Enjoying God: Joyful Heart

It was the end of the day. My husband just walked in the door from work. I was just stepping out the door to meet a friend for a cup of tea and conversation.

I kissed him goodbye and made the comment, with a sigh, “It has been a grumpy day. I am looking forward to some time away from these whining children.” He seemed to understand. And I left.

Most mothers totally understand my day. There are days when the children do nothing but fuss. We all have days when we are grateful for bedtime, and the joy we find in the silence.

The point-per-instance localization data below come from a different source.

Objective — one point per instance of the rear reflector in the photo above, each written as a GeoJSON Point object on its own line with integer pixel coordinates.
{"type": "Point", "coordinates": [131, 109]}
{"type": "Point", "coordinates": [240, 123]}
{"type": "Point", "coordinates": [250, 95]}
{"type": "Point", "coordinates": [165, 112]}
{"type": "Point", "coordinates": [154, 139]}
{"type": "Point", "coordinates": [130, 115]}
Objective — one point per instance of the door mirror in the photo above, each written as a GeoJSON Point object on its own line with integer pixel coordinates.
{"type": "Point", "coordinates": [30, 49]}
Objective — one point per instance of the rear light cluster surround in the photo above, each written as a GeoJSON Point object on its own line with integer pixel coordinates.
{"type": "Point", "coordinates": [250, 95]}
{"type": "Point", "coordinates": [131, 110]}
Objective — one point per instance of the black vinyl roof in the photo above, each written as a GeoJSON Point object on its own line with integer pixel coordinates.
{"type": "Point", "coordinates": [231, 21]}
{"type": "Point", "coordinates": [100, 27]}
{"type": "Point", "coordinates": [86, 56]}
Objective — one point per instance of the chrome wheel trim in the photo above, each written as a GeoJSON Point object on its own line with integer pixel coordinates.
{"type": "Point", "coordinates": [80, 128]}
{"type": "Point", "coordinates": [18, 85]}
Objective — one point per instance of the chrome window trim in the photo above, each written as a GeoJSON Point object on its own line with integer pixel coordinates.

In the car, I fished for the latest episode of John Piper to listen to as I drove. Thinking of John Piper reminded me about enjoying God. And my thoughts about enjoying God pulled from my mind of how I had not enjoyed my children all day. They had made themselves un-enjoyable by their whining, complaining, and crying over silly things. I had not enjoyed my children and they had not gotten to enjoy me all day. I was in a constant state of correcting or settling them down. We did not sit down to tell stories or read books. We did not go on an adventure down to the woods. We did not chat happily with each other. I was sad the day had been wasted with bad attitudes.

STOP

I was instantly pricked in my soul, as I saw myself, God’s child, as an un-enjoyable child. My ungrateful spirit…my complaining mouth…my lack of joy…cranky me? Oh yes. My children and I had not enjoyed each other due to unhappy hearts. Could I enjoy God or He me, if my spirit was grumpy? I think not. My enjoyment in God is so often lost in a spirit of worry and grumbling. Other things consume my heart, crowding out my drunkenness with God’s Spirit. I allow finances, technology, situations, things people say, fears, husband, children, education, relationships, blessings, and circumstances to wrap me up in a spirit of dissatisfaction. If my heart was truly fixed on my God, my soul would be steadfast and untroubled. My heart would not only have joy in God, but also in the circumstance of life that He has bestowed upon me. I would find my complete joy in God. Nothing else would matter. Enjoying God requires a joyful heart. And a joyful heart, only comes from enjoying God.

Why are you cast down, O my soul,
    and why are you in turmoil within me?